Luke opened up the fridge and took out a beer. Popping open the top he leaned up against the counter and closed his eyes and he tilted his head back and brought the bottle to his lips. He breathed deeply as he felt the cool liquid flow down his throat. All too quickly he had finished it and his moment—a few minutes of head-clearing sanctuary, now a nightly tradition—was over. Luke sighed deeply and adjusted his baseball cap. For a brief second he let his fingertips absorb the feeling of the well-worn blue material, for a brief second he remembered…

"Looks good on you." She smiled.

"Good how?" He smirked, puffed out his chest a bit...

He ripped his hands away, bringing them together in front of his chest, one tight fist grasping the other until his knuckles turned white. He could hear his heart pounding as his breathing grew sharp and heavy. His upper body leaned forward slightly from the waist, his forehead coming to rest on his fists while he ground his lower body further against the counter, refusing to let his knees grow weak, fighting the urge to crumble.

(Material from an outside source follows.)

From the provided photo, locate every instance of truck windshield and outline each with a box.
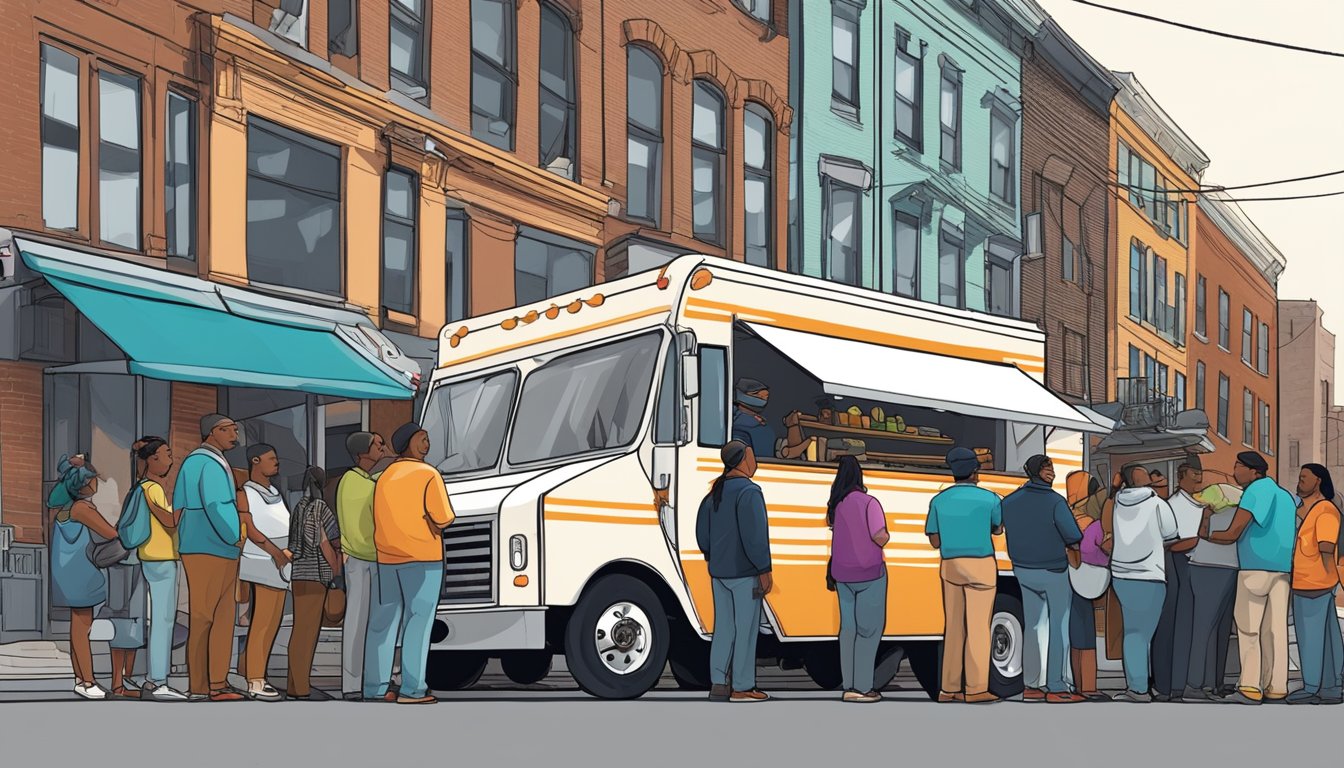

Then, like a gust of wind, it was gone as quickly as it had come. He cleared his throat, straightened himself up, wiped the sweat from his palms on the sides of his jeans, and took a deep breath. It was not sensible to look backwards, to remember the past. It had taken him some time but he had come to terms with that lesson. A year ago, such a moment would have brought a flood of uncontrollable emotions, memories. It would have left him lying on the floor in a ball for half the night, or resulted in smashing yet another set of plates, or brought on days of obsessively calling dead-end after heart wrenching dead-end in an attempt for anything, any piece of information. But that was before. He was done with that now, he couldn't do it anymore.

As he reached into the freezer and pulled out a TV dinner he heard himself mutter, "damn spit," and crack a smile. This too was part of his nightly tradition—the TV dinners and, when necessary, the phrase "damn spit." That's all it was to him now, those flashbacks, remembrances—they were spit. It had taken over a year but Luke realized he couldn't live in memories. It would kill him. It almost did. He didn't want to die, and, more importantly than that, people needed him—the town needed him. He did things, he was Mr. Fix-It, he served their food, he gave people a place to go on Thanksgiving, he made sure to keep Taylor in check—after all, if the people in white coats were going to come for the citizens of Stars Hallow it was going to be because he called them, not because they all followed one of Taylor's crazy plans to the loony bin. April needed him. He was a father. That meant something. So he had forced himself to do what the great jazz musicians his father used to listen to did when they got too much spit clogging up their instruments, threatening to ruin their music—they found the spit valve. They opened the damn thing up and let it pour right out onto the floor and they kept playing, hardly missing a beat. That's what he did now, that's what he had to do. He couldn't have those memories anymore, they were no longer who he was, they were just spit. Damn spit.

He put the frozen tray in the microwave and opened another beer. He probably drank too much these days. No, not probably, he did, but it got him through. He heard the microwave beep and sat down at the table to eat. He stared at grease before him and knew that there had been a time he would have never considered putting such crap in his body. That time was gone now.